Use the langchain-apify package: ApifyWrapper runs Actors and returns LangChain-compatible loaders; ApifyDatasetLoader reads an existing dataset. Map each row to a Document, then use chains, agents, or RAG components as usual.
ApifyWrapper is the LangChain helper that authenticates to Apify, starts Actors, waits for datasets, and exposes results as document loaders, so you do not hand-roll HTTP polling against the Apify API in every project.
Start with apify/website-content-crawler for full-site text. For search-driven RAG, consider apify/rag-web-browser or the Google Search Results Scraper, depending on whether you need site crawl or SERP listings.
This guide targets Python with langchain-apify.

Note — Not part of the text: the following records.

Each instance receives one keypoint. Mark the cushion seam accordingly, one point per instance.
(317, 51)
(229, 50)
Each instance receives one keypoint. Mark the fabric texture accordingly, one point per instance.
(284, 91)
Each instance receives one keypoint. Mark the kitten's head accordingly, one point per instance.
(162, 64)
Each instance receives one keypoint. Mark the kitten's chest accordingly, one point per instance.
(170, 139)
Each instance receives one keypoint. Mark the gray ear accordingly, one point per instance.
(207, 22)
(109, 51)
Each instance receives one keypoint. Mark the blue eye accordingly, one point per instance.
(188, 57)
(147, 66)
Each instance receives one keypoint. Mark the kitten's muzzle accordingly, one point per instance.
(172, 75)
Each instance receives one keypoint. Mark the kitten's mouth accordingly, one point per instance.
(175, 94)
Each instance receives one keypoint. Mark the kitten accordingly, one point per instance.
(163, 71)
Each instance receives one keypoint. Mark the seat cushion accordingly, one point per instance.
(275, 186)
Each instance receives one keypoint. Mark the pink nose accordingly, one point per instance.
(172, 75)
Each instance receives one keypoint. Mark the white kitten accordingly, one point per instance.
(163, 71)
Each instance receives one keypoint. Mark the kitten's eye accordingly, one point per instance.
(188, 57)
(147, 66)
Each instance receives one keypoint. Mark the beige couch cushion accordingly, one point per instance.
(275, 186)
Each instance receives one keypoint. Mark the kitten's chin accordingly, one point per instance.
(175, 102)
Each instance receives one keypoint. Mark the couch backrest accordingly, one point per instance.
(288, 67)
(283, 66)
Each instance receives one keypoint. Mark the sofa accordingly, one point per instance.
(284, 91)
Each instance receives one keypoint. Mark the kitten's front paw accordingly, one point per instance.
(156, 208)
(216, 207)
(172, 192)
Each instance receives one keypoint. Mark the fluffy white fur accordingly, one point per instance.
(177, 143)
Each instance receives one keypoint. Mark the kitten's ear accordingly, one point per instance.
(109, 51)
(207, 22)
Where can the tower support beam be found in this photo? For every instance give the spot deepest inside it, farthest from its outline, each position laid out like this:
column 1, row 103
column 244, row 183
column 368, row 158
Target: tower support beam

For JavaScript/TypeScript stacks, call the Apify API or client from your LangChain.js tools and map JSON rows to your document model.
Use ApifyActorsTool so the agent can invoke Actors as tools, or run an Actor upfront with ApifyWrapper, load Documents, and give the agent a retriever over that vector store.
In the Apify Console under Account → Integrations. Set APIFY_API_TOKEN (or APIFY_API_KEY per SDK version) before running ApifyWrapper.
Common mistakes and fixes
ApifyWrapper cannot find my Actor run.
Verify your APIFY_API_TOKEN is set in the environment. Check that the Actor name is in 'username/actor-name' format. Use the Apify Console to confirm the run completed and has a non-empty dataset.
Dataset rows come back as raw dicts, not Document objects.
Pass a dataset_mapping_function to ApifyWrapper.call_actor() that maps each row to a Document with page_content and metadata fields.
Token limits exceeded when passing Apify output to the LLM.
Use a text splitter (RecursiveCharacterTextSplitter) to chunk Documents before embedding. For very large crawls, process in batches using the Apify dataset pagination API.